To this end, the Informal Settlements Support Plan (ISSP) for the Western Cape government, and under the guidance of the Western Cape Department of Human Settlements (WCDoHS) was formulated through collaboration between the Isandla Institute, Habitat for Humanity SA and the Palmer Development Group. The ISSP provides guidance to provincial departments and local municipalities (as the primary implementors of settlement upgrading initiatives) in the Western Cape by outlining a coherent programmatic, sector-wide approach to informal settlements and informal settlement formation.
Habitat for Humanity SA was involved in all the various components of the ISSP, but was primarily responsible for formulating the Design and Tenure Options for the ISSP. The Design and Tenure Options are aimed at guiding municipal actions aimed at improving informal settlements through physical interventions (specifically settlement design, tenure security, basic services and infrastructure, community facilities and housing). Importantly, the ISSP forms part of the Western Cape Human Settlement Framework that advocates for a move toward improving the living conditions of people at the places where they stay.
The objective of upgrading is to improve the quality of life of people in informal settlements through an array of interventions which include (but are not limited to) improving access to land, providing secure tenure along a continuum of rights, providing basic services and social infrastructure, stimulating economic opportunities, finance and incremental housing opportunities. Since the ISSP is focused on outlining a progressive and transformative approach to upgrading informal settlements in the Western Cape, this strategy will have a direct impact on people’s housing conditions.

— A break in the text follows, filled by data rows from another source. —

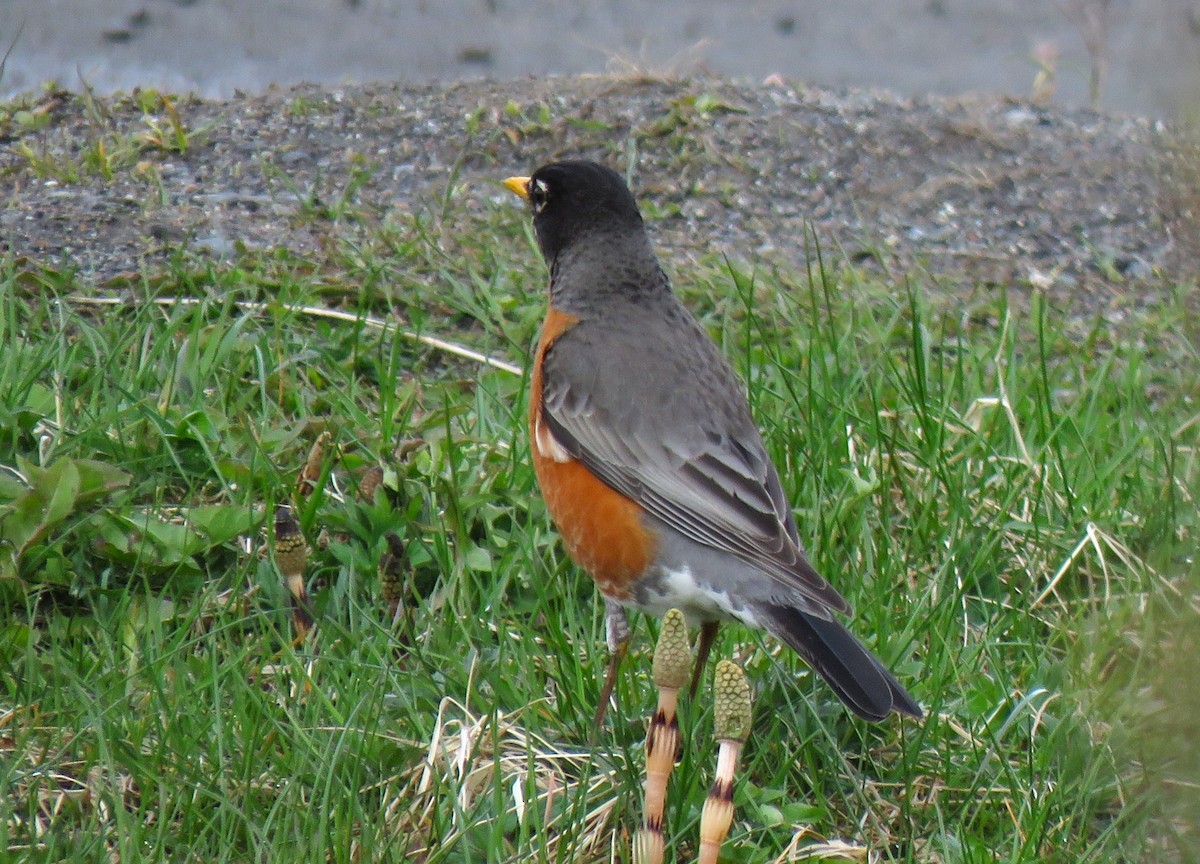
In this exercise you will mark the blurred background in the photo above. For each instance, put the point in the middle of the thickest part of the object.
(1129, 57)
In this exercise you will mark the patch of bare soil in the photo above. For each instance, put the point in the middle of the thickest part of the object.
(982, 192)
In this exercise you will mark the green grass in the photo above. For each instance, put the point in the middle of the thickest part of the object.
(1005, 493)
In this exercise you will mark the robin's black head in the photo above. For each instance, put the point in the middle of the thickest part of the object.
(576, 199)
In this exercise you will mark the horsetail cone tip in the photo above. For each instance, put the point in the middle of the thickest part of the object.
(672, 654)
(731, 694)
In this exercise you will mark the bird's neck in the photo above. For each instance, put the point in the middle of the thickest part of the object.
(587, 276)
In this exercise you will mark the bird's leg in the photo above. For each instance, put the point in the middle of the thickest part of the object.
(731, 727)
(617, 635)
(672, 659)
(703, 645)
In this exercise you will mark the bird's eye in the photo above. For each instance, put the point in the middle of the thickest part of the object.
(538, 195)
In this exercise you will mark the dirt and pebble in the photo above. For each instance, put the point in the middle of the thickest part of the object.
(1084, 207)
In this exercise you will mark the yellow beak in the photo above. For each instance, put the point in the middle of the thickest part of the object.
(519, 186)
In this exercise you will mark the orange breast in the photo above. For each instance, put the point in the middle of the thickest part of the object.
(603, 529)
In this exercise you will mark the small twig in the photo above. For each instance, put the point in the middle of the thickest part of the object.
(672, 664)
(322, 312)
(731, 727)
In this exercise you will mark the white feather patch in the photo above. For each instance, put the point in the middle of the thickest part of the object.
(547, 445)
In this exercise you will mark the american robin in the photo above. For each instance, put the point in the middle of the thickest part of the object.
(648, 459)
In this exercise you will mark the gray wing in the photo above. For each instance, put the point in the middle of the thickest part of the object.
(664, 421)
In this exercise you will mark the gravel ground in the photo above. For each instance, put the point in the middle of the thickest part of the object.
(979, 192)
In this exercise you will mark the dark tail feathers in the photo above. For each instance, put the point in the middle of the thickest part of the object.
(857, 676)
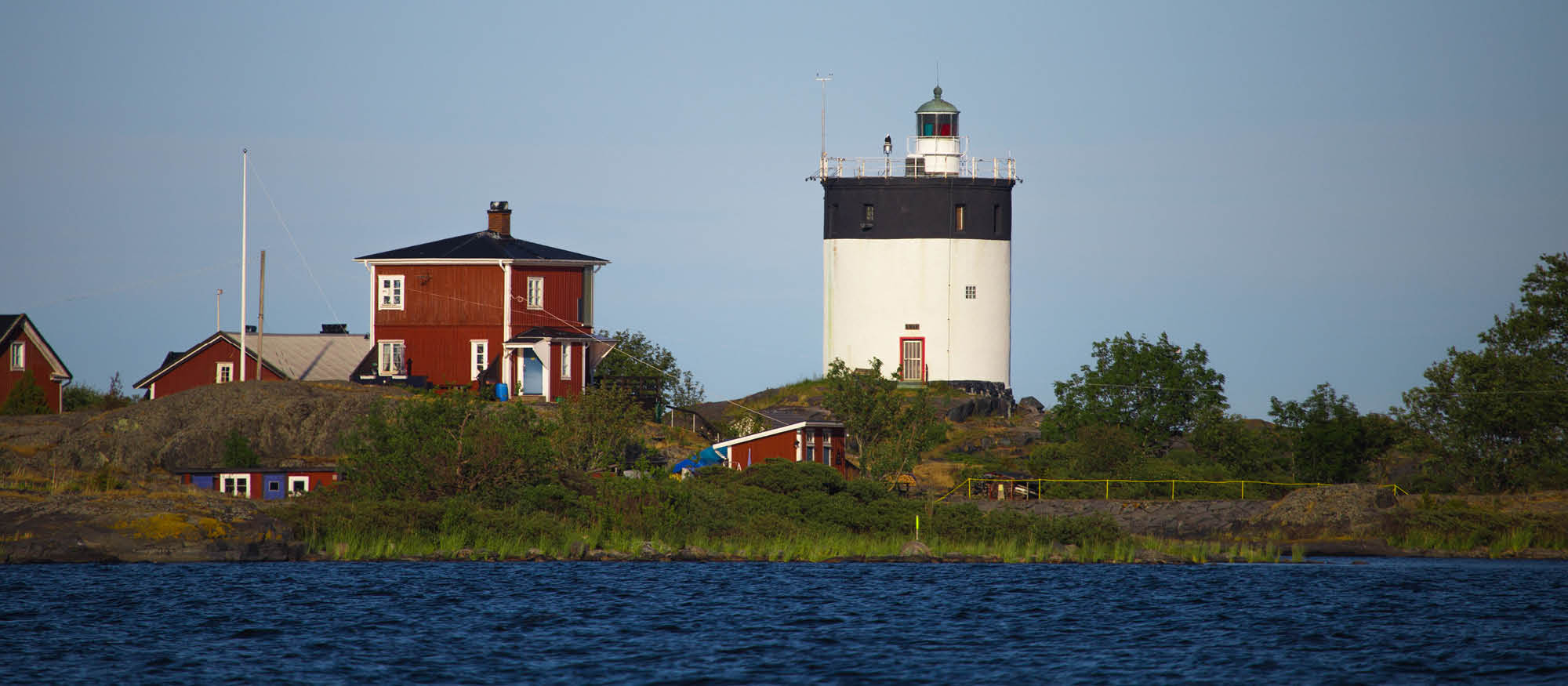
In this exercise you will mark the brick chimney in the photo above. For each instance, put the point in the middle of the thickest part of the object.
(501, 218)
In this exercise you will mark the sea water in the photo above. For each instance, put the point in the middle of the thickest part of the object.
(1341, 621)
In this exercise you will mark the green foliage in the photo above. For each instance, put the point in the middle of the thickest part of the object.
(639, 356)
(890, 428)
(1156, 390)
(26, 398)
(1097, 450)
(1329, 439)
(780, 477)
(1500, 416)
(446, 445)
(90, 398)
(82, 398)
(1243, 450)
(785, 510)
(598, 430)
(238, 452)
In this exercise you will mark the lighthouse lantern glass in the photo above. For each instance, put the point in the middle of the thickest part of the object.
(943, 124)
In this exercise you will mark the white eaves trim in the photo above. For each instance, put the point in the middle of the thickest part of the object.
(782, 430)
(485, 260)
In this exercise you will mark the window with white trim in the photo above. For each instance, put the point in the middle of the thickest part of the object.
(535, 292)
(479, 356)
(236, 485)
(390, 359)
(391, 292)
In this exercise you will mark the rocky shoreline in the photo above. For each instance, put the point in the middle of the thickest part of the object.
(206, 527)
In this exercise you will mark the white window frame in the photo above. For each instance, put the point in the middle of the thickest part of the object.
(401, 354)
(479, 358)
(535, 293)
(391, 292)
(236, 485)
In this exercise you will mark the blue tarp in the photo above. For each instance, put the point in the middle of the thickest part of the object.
(706, 458)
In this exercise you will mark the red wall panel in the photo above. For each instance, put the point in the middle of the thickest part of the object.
(37, 365)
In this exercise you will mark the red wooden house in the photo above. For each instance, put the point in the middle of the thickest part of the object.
(328, 356)
(800, 442)
(261, 483)
(29, 354)
(484, 307)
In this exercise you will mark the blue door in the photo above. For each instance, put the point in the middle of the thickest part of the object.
(274, 488)
(532, 373)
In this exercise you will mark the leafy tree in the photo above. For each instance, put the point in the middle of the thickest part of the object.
(598, 430)
(639, 356)
(1329, 439)
(1243, 450)
(238, 452)
(26, 398)
(1500, 416)
(888, 428)
(1156, 390)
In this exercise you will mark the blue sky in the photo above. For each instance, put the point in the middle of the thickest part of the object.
(1315, 191)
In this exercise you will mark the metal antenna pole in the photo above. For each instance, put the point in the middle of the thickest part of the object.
(245, 172)
(824, 158)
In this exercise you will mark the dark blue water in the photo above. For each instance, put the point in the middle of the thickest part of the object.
(1384, 621)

The completed ISSP was formally approved and adopted as a provincial strategy at the end of 2017. Given the fact that Habitat SA formed part of the team who developed the ISSP, we formed an intrinsic part of achieving the change. A series of intensive advocacy efforts in the lead up to the ISSP, and throughout the ISSP itself, have led to a very definite policy and systemic change on a provincial level. Habitat SA participated in all project team meetings, client meetings and team working sessions, and utilised these opportunities to raise issues that need to be incorporated, and prioritised important themes in line with our advocacy focus areas.
The vision encapsulated by the ISSP is that by 2030, informal settlements in the Western Cape Province are transformed into liveable, integrated, vibrant and resilient neighbourhoods. The goal is to ensure that marginalised people will have a better and secure place of residence by 2030.